# ls7 clutch replacement in process



## northslider (Nov 3, 2011)

i just recently bought a 06 bom m6 with the clutch chattering. just got my ls7 clutch kit (flywheel pressure plate disc) in the mail and out comes the trans today. come to find that there was a 6 puck spec clutch in the car. Im also installing a new slave (f body)and remote bleeder. i want to upgrade to a ss hydraulic clutch line, can i just go to napa with the old line a ask them to make me one or is there a kit needing to be bought? Any other improvements i should know about while I'm in here? I also found the sway bar disconnected on the drivers side (see pictures) i think this was done purposely to help with dragstrip launches.


----------



## jpalamar (Jul 22, 2008)

Spec clutches are known to chatter. It doesn't mean it is warn out... just kinda a way of life with them.

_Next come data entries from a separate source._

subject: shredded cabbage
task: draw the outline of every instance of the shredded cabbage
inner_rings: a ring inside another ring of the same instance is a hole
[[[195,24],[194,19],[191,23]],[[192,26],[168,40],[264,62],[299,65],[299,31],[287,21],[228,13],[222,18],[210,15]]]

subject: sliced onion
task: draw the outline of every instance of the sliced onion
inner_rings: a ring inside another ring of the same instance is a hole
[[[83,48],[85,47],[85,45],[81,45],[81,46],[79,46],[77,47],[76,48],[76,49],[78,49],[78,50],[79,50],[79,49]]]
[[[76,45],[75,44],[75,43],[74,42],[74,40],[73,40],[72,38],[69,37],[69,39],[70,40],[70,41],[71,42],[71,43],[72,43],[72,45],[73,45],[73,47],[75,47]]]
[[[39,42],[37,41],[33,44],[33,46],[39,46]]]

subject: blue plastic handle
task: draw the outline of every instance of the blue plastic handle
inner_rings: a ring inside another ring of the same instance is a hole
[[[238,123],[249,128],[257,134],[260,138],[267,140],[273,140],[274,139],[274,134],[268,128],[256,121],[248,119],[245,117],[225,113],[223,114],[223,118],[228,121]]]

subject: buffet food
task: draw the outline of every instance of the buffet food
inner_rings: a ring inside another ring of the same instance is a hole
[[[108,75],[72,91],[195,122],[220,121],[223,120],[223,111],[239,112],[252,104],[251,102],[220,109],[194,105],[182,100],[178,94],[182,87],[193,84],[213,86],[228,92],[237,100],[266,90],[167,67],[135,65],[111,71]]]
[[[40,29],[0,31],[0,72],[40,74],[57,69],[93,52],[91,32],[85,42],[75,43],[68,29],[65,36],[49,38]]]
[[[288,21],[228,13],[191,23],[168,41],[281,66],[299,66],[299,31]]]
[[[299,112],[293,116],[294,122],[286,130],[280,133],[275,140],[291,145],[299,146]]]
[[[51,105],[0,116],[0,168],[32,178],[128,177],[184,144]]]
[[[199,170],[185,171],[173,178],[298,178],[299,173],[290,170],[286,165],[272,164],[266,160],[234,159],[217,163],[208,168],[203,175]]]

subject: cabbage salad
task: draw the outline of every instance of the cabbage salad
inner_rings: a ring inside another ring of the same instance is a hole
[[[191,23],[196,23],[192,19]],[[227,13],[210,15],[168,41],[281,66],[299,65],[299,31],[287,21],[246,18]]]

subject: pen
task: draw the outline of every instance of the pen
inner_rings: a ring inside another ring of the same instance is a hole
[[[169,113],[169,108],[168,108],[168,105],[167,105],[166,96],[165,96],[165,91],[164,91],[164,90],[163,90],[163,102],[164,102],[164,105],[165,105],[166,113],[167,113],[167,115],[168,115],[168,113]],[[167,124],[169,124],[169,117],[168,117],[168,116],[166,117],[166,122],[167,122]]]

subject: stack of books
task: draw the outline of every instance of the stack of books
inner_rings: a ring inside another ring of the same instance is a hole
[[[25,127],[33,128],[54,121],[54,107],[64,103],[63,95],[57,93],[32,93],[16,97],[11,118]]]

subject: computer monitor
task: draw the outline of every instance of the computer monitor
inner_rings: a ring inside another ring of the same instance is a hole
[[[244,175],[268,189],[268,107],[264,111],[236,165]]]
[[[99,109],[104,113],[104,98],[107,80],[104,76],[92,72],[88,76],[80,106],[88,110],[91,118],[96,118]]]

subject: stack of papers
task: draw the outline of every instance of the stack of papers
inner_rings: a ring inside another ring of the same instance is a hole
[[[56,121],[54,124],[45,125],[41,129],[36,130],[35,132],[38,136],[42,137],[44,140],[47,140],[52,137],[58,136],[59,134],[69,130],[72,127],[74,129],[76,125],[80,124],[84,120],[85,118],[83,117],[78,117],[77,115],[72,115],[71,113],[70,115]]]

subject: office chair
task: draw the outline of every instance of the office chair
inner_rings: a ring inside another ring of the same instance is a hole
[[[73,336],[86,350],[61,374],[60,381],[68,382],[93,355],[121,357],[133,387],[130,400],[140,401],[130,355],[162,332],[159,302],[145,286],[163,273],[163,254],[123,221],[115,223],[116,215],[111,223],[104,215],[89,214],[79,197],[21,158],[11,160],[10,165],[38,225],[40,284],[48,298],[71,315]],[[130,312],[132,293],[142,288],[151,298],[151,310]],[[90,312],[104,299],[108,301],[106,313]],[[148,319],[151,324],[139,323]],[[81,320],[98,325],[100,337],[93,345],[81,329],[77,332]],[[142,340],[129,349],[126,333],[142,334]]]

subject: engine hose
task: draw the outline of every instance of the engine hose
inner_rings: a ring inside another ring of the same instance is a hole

I'd be worried if there was a 6 puck in there though... previously owners probally beat the piss out of it or demodded it before selling. I wouldn't waste your time with SS lines on a basically OEM clutch.


----------



## svede1212 (Nov 1, 2005)

Ya in general puck style clutches can chatter. If you take your clutch line in they more than likely can make up a braided line to replace it altho I'll say it can be a PITA to get the line on the master and I went to a new solid stainless line and didn't notice any improvement. I love the remote bleeder tho.


----------